O diretor de Meteorologia e Hidrologia do Paraguai, Eduardo Mingo, afirmou que o fenômeno El Niño deve chegar ao país em junho, trazendo consigo chuvas excessivas. Em entrevista à imprensa, Mingo desmentiu o uso de termos como “El Niño Godzilla”, “Súper El Niño” ou “El Niño XXL”, classificando-os como sensacionalistas e sem base técnica. Ele explicou que, embora a intensidade do fenômeno possa variar de moderada a muito forte, a terminologia científica não inclui essas expressões.

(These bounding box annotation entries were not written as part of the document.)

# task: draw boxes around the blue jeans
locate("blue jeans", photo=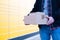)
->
[39,26,60,40]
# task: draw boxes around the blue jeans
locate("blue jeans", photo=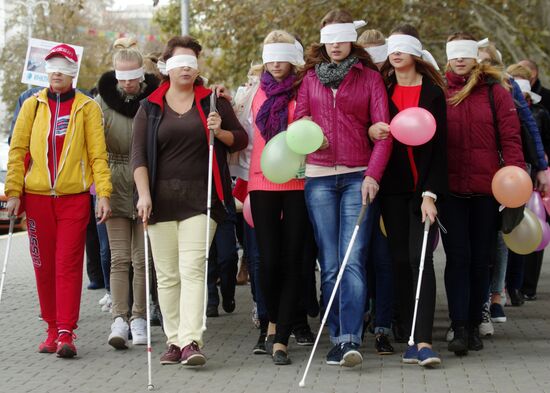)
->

“Quando o indicador supera os 2 graus acima do normal, considera-se muito forte. Pode chegar a 4 ou 5 graus, mas nem os serviços meteorológicos nem a Organização Meteorológica Mundial falam em ‘Godzilla’”, esclareceu Mingo. Ele destacou que o Serviço Meteorológico dos Estados Unidos já emitiu um boletim alertando para a probabilidade de um evento intenso, mas ressaltou que ainda se trata de uma projeção, não de um fato confirmado.

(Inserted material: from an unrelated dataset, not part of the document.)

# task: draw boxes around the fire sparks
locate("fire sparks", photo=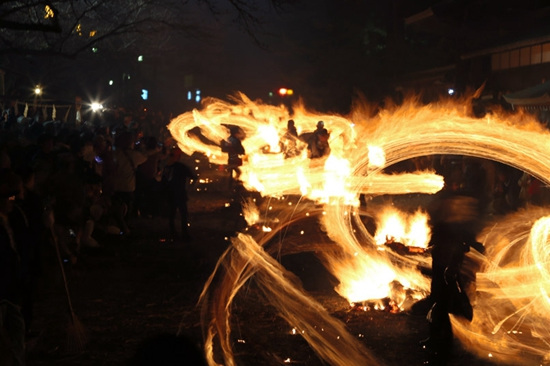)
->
[169,95,550,365]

Diante do cenário previsto, o governo paraguaio formou uma mesa técnica com a Secretaria de Emergência Nacional (SEN), o Ministério da Defesa e o Ministério da Agricultura para coordenar ações preventivas. O Conselho Executivo de Emergência Nacional também se reuniu com o presidente Santiago Peña para delinear estratégias de antecipação de riscos, com foco no monitoramento contínuo e na redução do impacto sobre comunidades vulneráveis.
Mingo recomendou que a população acompanhe apenas os boletins oficiais da Direção de Meteorologia e Hidrologia (Dinac) para evitar desinformação. Ele também mencionou que o Ministério da Agricultura já lançou um boletim especial sobre as baixas temperaturas atuais, que podem causar geadas e afetar cultivos, mas ponderou que a chegada do El Niño pode atenuar o frio intenso neste ano.